Antes de comenzar su servicio público, Jesús fue tentado en el desierto por Satanás, y salió victorioso. Luego fue de un lugar a otro haciendo el bien y sanando a todos los oprimidos por el diablo (Hechos 10:38). Pero fue odiado y rechazado. El momento de su crucifixión se acercaba…
En el huerto de Getsemaní, horas antes de ser crucificado, Jesús estaba muy angustiado al pensar en el juicio que sufriría de parte de Dios en lugar de los pecadores. Sentía intensamente lo que le esperaba. La idea de cargar con nuestros pecados, de ser hecho pecado por nosotros (2 Corintios 5:21), él, el Santo y Justo (Marcos 14:33), lo llenaba de gran angustia. ¡Rogó a su Padre que lo librase de esa hora! Pero también en ese momento dejó de lado su propia voluntad, aunque perfecta, y la sometió a la de Dios. Se entregó a sí mismo como sacrificio a Dios (Efesios 5:2). Al final de esta terrible lucha, en la que su sudor era como “grandes gotas de sangre”, se levantó y, uniéndose a sus discípulos, les dijo: “La copa que el Padre me ha dado, ¿no la he de beber?” (Juan 18:11).

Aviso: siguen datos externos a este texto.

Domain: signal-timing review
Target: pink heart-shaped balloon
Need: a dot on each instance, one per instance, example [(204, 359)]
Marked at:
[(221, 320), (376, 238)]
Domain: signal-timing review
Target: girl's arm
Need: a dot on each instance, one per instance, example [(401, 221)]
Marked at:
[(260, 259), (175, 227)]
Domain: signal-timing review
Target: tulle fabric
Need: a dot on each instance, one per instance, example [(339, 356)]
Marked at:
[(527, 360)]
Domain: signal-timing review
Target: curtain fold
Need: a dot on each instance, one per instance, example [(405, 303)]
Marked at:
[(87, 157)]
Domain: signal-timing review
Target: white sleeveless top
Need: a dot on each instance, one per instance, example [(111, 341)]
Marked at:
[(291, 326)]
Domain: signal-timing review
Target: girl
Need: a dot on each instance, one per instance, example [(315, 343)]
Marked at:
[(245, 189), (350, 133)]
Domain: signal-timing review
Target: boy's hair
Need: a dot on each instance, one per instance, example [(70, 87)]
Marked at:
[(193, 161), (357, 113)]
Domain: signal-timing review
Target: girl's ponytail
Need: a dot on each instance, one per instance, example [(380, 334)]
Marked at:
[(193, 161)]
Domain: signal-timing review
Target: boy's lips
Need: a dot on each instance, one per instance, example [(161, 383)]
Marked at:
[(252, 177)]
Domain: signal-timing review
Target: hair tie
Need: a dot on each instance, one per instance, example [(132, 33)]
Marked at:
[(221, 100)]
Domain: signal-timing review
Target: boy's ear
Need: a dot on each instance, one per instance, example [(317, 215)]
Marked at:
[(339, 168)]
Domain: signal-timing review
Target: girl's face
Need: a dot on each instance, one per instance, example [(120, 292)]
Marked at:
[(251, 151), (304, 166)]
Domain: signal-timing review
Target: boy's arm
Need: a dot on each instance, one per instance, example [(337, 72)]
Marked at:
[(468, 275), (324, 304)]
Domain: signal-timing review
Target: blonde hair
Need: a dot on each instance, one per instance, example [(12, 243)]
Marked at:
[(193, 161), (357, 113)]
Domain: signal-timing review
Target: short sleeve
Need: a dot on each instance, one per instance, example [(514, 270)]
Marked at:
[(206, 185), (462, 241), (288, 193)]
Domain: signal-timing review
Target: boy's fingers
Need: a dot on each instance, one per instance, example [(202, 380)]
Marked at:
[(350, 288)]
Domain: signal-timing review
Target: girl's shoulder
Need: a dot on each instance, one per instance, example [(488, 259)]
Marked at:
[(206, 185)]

De nuevo, en ese momento de agonía, Jesús no hizo valer su propia voluntad. Al contrario, “aunque era Hijo (de Dios), por lo que padeció aprendió la obediencia; y… vino a ser autor de eterna salvación para todos los que le obedecen” (Hebreos 5:8-9).
Su obediencia perfecta lo llevó a ofrecerse a sí mismo para expiar los pecados de hombres desobedientes y pecadores como nosotros. ¡Esta salvación es un regalo! ¡Dios la da a todo el que cree en Jesús como su Salvador!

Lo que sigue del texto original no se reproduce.